Claim Blair ‘deliberately’ linked Iraq and al-Qaida
British Foreign Office officials have repeatedly told the official inquiry, sitting in London, that British intelligence had no evidence of any connection between the Iraqi regime and al-Qaida.
But former British ambassador to the US, Christopher Meyer, said Mr Blair had directly linked the two following a private meeting with President George W Bush at his Texas ranch.
The next day Mr Blair had spoken publicly for the first time about the case for “regime change” in Iraq.
Meyer said it appeared agreement on a new approach to Iraq had been “signed in blood” between Mr Blair and Mr Bush.
He said that when the Bush administration came to power in January 2001, there had been little talk of regime change in Iraq, even though it had been official US policy since 1998.
“It was like a grumbling appendix,” he said.
However, after the 9/11 attacks on the Twin Towers “everything changed”.
By the time Mr Blair met Mr Bush in April 2002, Meyer said there would have been no point in “banging on” about “regime change” only to say Britain would not support it.
It was still unclear exactly what the two leaders discussed in private, but afterwards there was an apparent shift in the British position. “I took no part in any of the discussions and there was a large chunk of that time when no adviser was there.

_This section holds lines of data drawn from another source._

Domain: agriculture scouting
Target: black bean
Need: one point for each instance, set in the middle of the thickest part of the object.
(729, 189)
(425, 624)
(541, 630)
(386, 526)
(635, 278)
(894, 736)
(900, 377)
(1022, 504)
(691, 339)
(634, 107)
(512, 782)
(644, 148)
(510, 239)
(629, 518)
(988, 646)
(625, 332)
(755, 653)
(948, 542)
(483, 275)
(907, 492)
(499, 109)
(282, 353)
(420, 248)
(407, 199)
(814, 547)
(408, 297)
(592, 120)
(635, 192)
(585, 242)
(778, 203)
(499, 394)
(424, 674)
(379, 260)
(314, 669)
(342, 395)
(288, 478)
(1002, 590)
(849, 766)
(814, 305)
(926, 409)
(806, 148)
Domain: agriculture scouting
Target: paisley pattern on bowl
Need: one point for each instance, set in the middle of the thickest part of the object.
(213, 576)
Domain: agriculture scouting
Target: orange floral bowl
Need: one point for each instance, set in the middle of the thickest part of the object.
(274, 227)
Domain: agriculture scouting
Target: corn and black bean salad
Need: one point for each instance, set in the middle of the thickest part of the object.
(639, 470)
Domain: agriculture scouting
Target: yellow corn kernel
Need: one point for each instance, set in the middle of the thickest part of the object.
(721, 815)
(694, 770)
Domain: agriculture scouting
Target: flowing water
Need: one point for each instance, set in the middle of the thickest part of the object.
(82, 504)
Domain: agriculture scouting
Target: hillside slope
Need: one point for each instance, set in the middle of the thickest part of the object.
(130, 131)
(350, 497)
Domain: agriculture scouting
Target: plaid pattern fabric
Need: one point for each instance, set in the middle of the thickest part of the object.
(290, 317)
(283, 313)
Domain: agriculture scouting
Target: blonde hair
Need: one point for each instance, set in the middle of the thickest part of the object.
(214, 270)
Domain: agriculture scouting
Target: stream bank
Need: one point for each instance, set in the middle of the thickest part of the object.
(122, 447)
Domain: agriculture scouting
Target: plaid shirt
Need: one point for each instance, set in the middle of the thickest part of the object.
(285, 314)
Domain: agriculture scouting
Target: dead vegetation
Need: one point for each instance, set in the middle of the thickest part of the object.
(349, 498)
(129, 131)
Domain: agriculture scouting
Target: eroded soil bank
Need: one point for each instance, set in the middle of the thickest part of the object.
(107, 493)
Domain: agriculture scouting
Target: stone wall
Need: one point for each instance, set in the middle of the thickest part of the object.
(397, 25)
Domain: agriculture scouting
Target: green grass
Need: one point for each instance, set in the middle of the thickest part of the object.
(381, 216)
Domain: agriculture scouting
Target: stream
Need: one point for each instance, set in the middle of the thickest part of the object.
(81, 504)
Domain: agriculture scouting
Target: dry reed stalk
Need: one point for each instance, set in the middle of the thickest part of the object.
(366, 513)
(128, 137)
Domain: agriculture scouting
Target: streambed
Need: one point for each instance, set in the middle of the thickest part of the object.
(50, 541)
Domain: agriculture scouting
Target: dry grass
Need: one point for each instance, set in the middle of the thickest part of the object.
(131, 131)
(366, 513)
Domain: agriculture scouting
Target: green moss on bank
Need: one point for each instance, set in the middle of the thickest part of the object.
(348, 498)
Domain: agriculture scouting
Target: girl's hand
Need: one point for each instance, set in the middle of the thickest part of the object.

“To this day I am not entirely clear what degree of convergence was, if you like, signed in blood at the Crawford ranch,” he said.
The following day Mr Blair made a speech in which he spoke publicly for the first time about regime change in Baghdad.
“What he was trying to do was to draw the lessons of 9/11 and apply them to the situation in Iraq which led – I think not inadvertently but deliberately – to a conflation of the threat posed by Osama bin Laden and Saddam Hussein.
“When I heard that speech, I thought that this represents a tightening of the UK/US alliance and a degree of convergence on the danger Saddam Hussein presented.”
Meyer said Mr Blair had been a “true believer about the wickedness of Saddam Hussein” having spoken on the subject in 1998.
However, Britain’s Foreign Office ruled there was no legal basis for seeking to oust the Iraqi dictator.
Unlike the British, key US figures like the influential deputy defence secretary Paul Wolfowitz were convinced there was a “strong connection” between Saddam and al-Qaida.
Although they had won support of a new Security Council resolution in November 2002, the strategy was ultimately a failure because Hans Blix and the UN weapons inspectors had not been given enough time to complete their work.
Meyer said the “real problem” was that US military was planning an invasion in March 2003 which left the British and Americans “scrambling” to find proof that Saddam had weapons of mass destruction in time.
“It was impossible to see how Blix could bring the inspection process to a conclusion, for better or worse, by March,” he said.
“Because you cannot synchronise the programmes, you had to short-circuit the process by finding the notorious ’smoking gun’.
“We have got to try to prove that he is guilty and we – the British and Americans – have never recovered from that because, of course, there was no smoking gun."